La primera vez, Set ve el agua de la que nacen cuatro ríos y sobre ella un árbol seco. La segunda vez una serpiente enroscada al tronco. Al mirar por tercera vez, ve que el árbol se eleva has­ta el cielo; en la copa lleva un niño recién nacido y sus raíces se hunden hasta el infierno (el Arbol de la Vida en el centro del universo y su eje atravesaba las tres regiones cósmicas). El ángel explica a Set lo que acaba de ver y le anuncia la venida de un Redentor. Le entrega, además, tres granos de los frutos del árbol fatal del que comieron sus padres y le dice que se los ponga a Adán en la lengua y que morirá al cabo de tres días. Al oír el relato de Set, Adán ríe por primera vez después de su expulsión del Paraíso, porque comprende que los hombres serán salvados. A su muerte, de las semillas que Set le puso en la lengua brotaron en el valle de Hebrón tres árboles, que crecieron un palmo hasta la época de Moisés. Este, que sabía su origen divino, los trasplantó al monte Tabor u Horeb (centro del mundo). Allí per­manecieron mil años, hasta el día en que David recibió la orden divina de llevarlos a Jerusalén (otro centro). Después de otros muchos episodios (la reina de Saba se niega a pisar su madera, etc.), los tres árboles se funden en uno solo, del que se hizo la cruz del Redentor. La sangre de Cristo, crucificado en el centro de la tierra, pre­cisamente allí donde había sido creado y enterrado Adán, cae sobre el cráneo de éste y bautiza así -rescatándole de sus pecados- al padre de la humanidad». 

El árbol genealógico de Jesucristo con sus 42 ascendientes.

Un último texto, el más bello de cuantos hayan sido compuestos para cantar el misterio de la cruz, va a sintetizar las líneas principales de su simbolismo en el con­texto cristiano. Se dice que fue escrito por San Hipólito de Roma a comienzos del siglo iii. No se puede apreciar debidamente esta iconografía, de que tanto hemos ha­blado, más que sumergiéndola en esa luz que la vio nacer. Cada expresión encierra una o varias alusiones. Hacia la mitad del segundo párrafo, se pasa insensiblemente del árbol de la cruz a Cristo que subió a él.
«Este madero me pertenece para mi salvación eterna. De él me alimento, de él me nutro, en sus raíces me apoyo. Florezco con sus flores; sus frutos me producen sumo deleite; frutos que cojo, preparados para mí desde el comienzo del mundo. El es alimento sabroso para mi hambre, una fuente para mi sed, un vestido para mi desnudez; sus hojas son espíritu de vida. ¡Lejos de mí en adelante las hojas de hi­guera! Esta es la escala de Jacob, por la que suben y bajan ángeles, y al final de la cual está el Señor.

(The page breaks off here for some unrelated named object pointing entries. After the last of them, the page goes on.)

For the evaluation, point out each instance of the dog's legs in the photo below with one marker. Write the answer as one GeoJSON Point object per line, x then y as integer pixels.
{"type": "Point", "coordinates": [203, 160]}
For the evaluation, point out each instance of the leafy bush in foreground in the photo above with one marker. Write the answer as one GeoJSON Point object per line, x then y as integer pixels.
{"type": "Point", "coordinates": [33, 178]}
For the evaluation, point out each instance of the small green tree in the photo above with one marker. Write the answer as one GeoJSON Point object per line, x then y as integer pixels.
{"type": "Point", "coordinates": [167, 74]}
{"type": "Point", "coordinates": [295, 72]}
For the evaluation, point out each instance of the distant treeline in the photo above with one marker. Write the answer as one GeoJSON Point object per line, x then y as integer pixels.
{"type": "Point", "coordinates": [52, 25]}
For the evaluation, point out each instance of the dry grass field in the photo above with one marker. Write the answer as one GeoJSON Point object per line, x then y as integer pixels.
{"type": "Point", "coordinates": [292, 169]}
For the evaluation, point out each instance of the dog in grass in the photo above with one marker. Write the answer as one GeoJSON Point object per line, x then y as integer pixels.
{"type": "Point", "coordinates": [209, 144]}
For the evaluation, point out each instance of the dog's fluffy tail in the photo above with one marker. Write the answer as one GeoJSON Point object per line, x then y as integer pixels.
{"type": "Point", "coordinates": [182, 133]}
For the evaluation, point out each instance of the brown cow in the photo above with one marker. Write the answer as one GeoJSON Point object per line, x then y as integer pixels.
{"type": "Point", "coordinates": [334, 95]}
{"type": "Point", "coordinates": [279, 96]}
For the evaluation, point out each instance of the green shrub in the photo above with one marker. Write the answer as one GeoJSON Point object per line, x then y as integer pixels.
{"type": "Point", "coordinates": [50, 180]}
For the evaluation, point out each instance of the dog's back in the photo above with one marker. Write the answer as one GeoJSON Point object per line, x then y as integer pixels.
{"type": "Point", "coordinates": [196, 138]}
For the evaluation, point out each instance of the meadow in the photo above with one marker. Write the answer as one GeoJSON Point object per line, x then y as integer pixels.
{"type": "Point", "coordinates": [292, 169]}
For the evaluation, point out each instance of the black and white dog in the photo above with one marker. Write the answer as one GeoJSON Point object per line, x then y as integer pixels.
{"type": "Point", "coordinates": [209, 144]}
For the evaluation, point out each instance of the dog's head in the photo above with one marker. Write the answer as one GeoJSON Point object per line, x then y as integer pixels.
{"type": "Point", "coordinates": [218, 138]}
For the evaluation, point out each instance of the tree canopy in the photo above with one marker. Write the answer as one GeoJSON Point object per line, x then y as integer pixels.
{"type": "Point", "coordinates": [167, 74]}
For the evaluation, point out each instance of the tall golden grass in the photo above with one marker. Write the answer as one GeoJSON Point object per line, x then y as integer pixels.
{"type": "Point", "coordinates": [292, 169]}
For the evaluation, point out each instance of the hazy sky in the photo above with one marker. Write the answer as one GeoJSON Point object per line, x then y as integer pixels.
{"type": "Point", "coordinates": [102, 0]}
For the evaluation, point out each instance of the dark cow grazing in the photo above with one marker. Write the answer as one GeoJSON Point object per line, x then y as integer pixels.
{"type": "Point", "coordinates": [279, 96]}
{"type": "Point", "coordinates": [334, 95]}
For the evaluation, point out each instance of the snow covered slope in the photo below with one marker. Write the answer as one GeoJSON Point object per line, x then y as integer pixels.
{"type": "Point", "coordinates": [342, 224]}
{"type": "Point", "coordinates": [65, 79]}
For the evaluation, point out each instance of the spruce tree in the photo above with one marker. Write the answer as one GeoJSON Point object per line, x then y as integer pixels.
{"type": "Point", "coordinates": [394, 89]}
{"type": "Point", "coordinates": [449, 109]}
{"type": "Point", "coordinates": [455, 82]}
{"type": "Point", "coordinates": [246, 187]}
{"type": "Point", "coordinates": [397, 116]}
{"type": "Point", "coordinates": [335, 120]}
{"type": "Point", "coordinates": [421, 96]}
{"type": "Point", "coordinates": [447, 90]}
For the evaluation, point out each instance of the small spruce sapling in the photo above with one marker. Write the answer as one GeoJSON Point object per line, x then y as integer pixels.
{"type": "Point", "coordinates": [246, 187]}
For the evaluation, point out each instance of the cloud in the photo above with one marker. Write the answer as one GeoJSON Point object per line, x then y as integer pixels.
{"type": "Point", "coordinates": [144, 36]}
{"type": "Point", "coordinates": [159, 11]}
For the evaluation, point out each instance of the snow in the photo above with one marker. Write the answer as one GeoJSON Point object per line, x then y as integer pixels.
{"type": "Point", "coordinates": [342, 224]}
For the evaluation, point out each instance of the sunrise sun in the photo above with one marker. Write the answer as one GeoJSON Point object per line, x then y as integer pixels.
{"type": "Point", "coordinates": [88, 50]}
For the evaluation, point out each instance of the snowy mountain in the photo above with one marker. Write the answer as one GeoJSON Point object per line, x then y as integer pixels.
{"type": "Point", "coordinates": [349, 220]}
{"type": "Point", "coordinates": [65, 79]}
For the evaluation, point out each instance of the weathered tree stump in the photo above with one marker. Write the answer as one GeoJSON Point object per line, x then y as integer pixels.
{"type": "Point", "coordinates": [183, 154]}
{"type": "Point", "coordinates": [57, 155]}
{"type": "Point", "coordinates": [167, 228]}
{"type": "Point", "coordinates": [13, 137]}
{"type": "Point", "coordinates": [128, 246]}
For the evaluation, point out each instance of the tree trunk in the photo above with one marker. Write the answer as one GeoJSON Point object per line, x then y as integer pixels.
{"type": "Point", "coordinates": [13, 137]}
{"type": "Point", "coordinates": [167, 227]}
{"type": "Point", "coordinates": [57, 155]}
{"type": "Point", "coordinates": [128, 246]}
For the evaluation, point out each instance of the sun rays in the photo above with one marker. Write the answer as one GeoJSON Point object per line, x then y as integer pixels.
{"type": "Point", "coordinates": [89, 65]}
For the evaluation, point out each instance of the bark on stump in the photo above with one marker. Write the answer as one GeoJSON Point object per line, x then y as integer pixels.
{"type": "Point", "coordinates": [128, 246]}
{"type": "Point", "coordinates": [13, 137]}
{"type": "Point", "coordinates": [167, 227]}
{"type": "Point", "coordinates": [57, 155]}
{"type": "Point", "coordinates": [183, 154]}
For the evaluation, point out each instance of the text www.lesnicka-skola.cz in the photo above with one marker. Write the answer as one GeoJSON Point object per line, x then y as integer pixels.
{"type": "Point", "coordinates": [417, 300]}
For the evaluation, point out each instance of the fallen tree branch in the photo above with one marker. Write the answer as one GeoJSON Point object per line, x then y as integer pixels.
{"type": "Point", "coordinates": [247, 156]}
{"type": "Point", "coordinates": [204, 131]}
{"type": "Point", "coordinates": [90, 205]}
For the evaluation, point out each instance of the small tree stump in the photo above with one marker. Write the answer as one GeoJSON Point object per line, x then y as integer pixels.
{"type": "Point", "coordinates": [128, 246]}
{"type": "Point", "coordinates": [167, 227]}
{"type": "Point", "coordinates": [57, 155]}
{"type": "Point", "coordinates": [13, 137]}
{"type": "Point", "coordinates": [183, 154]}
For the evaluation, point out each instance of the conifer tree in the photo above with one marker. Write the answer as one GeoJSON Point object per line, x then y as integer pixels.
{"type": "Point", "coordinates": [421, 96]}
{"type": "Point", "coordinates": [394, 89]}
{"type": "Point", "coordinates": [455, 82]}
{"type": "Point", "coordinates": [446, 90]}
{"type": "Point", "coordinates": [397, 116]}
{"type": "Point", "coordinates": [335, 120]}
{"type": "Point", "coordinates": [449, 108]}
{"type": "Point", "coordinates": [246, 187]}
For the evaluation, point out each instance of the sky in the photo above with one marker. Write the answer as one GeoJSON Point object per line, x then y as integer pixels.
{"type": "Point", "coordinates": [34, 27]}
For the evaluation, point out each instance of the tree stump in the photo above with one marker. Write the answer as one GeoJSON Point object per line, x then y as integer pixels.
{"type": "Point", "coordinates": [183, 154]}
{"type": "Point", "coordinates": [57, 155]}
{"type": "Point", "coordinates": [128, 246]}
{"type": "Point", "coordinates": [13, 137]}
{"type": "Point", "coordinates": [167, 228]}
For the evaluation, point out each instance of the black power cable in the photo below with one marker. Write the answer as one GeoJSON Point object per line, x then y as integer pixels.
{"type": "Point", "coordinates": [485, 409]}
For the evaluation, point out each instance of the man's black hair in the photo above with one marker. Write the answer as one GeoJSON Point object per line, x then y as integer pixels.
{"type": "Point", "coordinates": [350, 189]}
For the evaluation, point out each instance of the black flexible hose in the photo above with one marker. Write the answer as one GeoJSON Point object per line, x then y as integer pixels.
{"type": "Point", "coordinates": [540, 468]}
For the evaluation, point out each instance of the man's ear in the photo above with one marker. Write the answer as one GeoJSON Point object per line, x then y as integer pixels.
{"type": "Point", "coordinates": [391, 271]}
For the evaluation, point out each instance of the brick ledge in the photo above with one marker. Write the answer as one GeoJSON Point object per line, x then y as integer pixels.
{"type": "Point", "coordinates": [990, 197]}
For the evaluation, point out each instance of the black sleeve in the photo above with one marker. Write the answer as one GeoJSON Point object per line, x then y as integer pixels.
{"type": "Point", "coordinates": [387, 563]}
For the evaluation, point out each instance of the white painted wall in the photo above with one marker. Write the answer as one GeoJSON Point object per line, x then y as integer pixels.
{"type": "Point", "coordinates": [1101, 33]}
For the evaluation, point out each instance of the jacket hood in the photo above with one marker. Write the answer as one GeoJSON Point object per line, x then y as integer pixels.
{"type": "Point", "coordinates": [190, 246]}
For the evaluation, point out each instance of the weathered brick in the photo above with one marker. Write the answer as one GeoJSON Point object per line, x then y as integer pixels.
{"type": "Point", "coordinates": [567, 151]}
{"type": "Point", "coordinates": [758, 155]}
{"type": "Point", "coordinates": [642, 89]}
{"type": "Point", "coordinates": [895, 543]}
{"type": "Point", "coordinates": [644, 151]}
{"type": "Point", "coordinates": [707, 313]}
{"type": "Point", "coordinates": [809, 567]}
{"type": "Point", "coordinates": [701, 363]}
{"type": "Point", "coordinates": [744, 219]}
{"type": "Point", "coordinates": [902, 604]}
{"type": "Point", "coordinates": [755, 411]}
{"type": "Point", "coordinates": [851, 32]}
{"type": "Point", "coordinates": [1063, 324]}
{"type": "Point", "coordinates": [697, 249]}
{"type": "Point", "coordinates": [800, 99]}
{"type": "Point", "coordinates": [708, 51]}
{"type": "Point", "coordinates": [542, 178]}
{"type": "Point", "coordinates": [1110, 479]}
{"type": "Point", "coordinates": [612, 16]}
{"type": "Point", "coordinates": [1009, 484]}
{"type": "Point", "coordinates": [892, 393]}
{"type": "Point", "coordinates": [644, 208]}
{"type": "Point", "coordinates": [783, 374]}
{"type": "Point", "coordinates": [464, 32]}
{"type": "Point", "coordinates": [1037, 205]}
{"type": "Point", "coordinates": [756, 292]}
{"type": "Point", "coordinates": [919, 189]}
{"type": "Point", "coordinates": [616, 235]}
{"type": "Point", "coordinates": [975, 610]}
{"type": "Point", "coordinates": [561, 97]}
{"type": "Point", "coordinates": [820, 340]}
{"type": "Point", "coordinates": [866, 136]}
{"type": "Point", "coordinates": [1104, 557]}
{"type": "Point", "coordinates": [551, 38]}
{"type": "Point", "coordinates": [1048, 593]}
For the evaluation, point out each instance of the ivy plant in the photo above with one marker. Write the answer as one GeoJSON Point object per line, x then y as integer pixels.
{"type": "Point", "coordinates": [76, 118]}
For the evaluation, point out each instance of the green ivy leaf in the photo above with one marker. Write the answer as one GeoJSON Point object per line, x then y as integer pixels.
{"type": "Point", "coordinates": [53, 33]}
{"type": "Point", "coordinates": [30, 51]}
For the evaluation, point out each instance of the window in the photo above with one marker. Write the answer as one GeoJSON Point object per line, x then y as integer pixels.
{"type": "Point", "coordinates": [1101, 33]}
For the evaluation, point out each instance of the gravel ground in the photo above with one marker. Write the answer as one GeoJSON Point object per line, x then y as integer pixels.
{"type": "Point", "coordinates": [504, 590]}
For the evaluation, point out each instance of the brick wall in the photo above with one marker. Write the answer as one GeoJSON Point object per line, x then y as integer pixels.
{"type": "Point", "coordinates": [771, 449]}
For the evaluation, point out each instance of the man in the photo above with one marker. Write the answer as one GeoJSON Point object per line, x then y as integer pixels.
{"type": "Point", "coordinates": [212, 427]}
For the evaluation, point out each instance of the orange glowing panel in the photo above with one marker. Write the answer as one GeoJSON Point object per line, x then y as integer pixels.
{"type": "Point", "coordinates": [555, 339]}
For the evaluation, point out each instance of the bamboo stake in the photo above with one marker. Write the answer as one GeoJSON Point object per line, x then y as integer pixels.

«Este árbol, ancho como el firmamento, se levanta desde la tierra hasta el cielo. Planta inmortal, se eleva robusta entre el cielo y la tierra, recio soporte del orbe, lazo de todas las cosas, que abarca a toda la varia naturaleza mortal. Arbol atrave­sado con clavos invisibles del espíritu, para que, cual conviene a lo que es divino, no se deshaga ya más; llega a lo más alto del cielo, pero con sus pies afianza la tierra y retiene maravillosamente entre sus brazos inmensos el aliento del aire que reina por doquier.
«¡Oh tú, único entre los únicos, todo en todos! Tengan los cielos tu espíritu, y tu alma el paraíso; pero que tu sangre pertenezca a la tierra.»